Nuovo/Nouveau spreadsheet-reader is a PHP spreadsheet reader with the difference that my only goal for it was efficient data extraction that could handle large (as in really large) files. So far I cannot definitely say that it is CPU, time or IO-efficient but at least it won't run out of memory (except for XLS files).

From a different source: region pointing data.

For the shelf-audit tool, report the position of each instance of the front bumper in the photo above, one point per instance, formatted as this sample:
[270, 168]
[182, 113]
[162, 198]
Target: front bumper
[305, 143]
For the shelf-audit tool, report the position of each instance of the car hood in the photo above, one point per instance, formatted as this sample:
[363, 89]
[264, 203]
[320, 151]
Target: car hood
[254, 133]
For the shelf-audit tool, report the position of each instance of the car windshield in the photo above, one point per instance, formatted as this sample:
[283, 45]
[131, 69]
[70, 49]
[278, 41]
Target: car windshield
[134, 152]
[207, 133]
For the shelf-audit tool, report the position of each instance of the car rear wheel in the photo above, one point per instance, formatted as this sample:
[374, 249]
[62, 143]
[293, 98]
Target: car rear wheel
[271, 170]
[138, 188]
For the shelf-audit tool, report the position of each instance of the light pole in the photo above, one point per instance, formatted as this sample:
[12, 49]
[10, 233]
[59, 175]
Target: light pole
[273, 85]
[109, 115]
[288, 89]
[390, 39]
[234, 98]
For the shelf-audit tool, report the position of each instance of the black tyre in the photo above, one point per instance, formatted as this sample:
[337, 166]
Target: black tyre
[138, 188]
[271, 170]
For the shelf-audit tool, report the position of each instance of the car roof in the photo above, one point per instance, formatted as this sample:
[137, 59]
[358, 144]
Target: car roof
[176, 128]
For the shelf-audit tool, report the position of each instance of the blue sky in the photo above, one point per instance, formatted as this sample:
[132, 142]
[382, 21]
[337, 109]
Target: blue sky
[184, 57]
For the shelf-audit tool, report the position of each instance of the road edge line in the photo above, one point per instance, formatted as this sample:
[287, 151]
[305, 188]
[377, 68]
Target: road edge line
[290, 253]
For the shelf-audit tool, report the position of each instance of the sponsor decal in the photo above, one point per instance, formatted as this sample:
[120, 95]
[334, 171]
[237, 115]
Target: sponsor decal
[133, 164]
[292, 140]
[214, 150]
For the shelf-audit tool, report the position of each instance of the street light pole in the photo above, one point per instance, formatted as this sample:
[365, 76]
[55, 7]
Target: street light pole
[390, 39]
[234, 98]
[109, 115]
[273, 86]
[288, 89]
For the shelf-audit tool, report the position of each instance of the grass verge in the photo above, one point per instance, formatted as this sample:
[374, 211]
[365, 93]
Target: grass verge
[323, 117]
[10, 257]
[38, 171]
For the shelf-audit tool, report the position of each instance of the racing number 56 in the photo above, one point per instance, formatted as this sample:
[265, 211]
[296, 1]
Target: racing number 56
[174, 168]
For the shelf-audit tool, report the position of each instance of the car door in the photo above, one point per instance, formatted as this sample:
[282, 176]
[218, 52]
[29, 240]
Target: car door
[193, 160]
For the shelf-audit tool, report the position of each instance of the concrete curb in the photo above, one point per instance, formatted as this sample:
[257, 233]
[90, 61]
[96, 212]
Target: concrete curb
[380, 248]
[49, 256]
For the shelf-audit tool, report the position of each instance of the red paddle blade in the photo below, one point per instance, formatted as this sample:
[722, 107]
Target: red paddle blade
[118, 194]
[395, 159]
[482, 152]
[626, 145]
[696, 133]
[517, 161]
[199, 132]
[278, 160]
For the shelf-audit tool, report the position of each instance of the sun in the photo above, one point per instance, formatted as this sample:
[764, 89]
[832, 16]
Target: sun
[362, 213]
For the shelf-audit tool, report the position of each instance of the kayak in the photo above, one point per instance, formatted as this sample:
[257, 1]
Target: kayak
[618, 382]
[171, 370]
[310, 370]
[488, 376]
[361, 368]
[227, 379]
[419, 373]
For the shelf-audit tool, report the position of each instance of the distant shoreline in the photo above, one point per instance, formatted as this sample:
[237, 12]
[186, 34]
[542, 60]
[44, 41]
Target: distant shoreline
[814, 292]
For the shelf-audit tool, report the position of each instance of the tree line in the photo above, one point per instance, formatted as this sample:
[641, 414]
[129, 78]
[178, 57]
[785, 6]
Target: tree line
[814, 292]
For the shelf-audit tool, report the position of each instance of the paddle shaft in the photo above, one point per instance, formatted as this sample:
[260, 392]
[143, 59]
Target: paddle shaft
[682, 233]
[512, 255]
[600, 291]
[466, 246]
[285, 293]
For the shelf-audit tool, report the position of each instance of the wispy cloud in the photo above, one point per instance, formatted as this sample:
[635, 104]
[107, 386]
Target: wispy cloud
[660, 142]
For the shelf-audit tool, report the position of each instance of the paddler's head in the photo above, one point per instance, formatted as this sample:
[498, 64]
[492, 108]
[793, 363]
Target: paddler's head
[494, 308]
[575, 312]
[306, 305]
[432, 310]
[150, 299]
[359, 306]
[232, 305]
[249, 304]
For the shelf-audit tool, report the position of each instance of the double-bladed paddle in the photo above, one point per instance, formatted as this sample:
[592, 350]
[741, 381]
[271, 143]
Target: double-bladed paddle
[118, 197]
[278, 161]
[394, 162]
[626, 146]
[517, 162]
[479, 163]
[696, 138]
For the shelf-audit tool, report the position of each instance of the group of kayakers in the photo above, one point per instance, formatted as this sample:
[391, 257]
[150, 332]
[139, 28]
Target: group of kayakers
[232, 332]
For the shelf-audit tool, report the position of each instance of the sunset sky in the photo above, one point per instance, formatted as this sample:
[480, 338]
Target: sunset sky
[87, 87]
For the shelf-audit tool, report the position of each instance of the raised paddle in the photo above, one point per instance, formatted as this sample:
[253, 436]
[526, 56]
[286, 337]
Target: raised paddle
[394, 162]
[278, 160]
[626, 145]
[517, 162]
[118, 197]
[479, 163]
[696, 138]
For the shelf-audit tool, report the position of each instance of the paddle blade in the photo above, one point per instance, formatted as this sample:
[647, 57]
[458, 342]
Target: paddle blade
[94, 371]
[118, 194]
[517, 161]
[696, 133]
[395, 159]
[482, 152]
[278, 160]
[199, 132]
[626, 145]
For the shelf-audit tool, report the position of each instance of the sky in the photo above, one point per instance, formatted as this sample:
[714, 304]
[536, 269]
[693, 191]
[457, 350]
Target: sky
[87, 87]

So far XLSX, ODS and text/CSV file parsing should be memory-efficient. XLS file parsing is done with php-excel-reader from http://code.google.com/p/php-excel-reader/ which, sadly, has memory issues with bigger spreadsheets.
- PHP 5.3.0 or newer
- PHP must have Zip file support (see http://php.net/manual/en/zip.installation.php)
Very simple:
<?php
// If you need to parse XLS files, include php-excel-reader
require('php-excel-reader/excel_reader2.php');
require('SpreadsheetReader.php');
$Reader = new SpreadsheetReader('example.xlsx');
foreach ($Reader as $Row)
{
print_r($Row);
}
?>
From the command line:
php test.php path-to-spreadsheet.xls
- CSV and text files are read strictly sequentially so performance should be O(n);
- When parsing XLS files, all of the file content is read into memory so large XLS files can lead to "out of memory" errors;
- XLSX files use so called "shared strings" internally to optimize for cases where the same string is repeated multiple times. Internally XLSX is an XML text that is parsed sequentially to extract data from it, however, in some cases these shared strings are a problem - sometimes Excel may put all, or nearly all of the strings from the spreadsheet in the shared string file (which is a separate XML text), and not necessarily in the same order. Worst case scenario is when it is in reverse order - for each string we need to parse the shared string XML from the beginning, if we want to avoid keeping the data in memory. To that end, the XLSX parser has a cache for shared strings that is used if the total shared string count is not too high. In case you get out of memory errors, you can try adjusting the SHARED_STRING_CACHE_LIMIT constant in SpreadsheetReader_XLSX to a lower one.
- ODS date formats;
All of the code in this library is licensed under the MIT license as included in the LICENSE file, however, for now the library relies on php-excel-reader library for XLS file parsing which is licensed under the PHP license.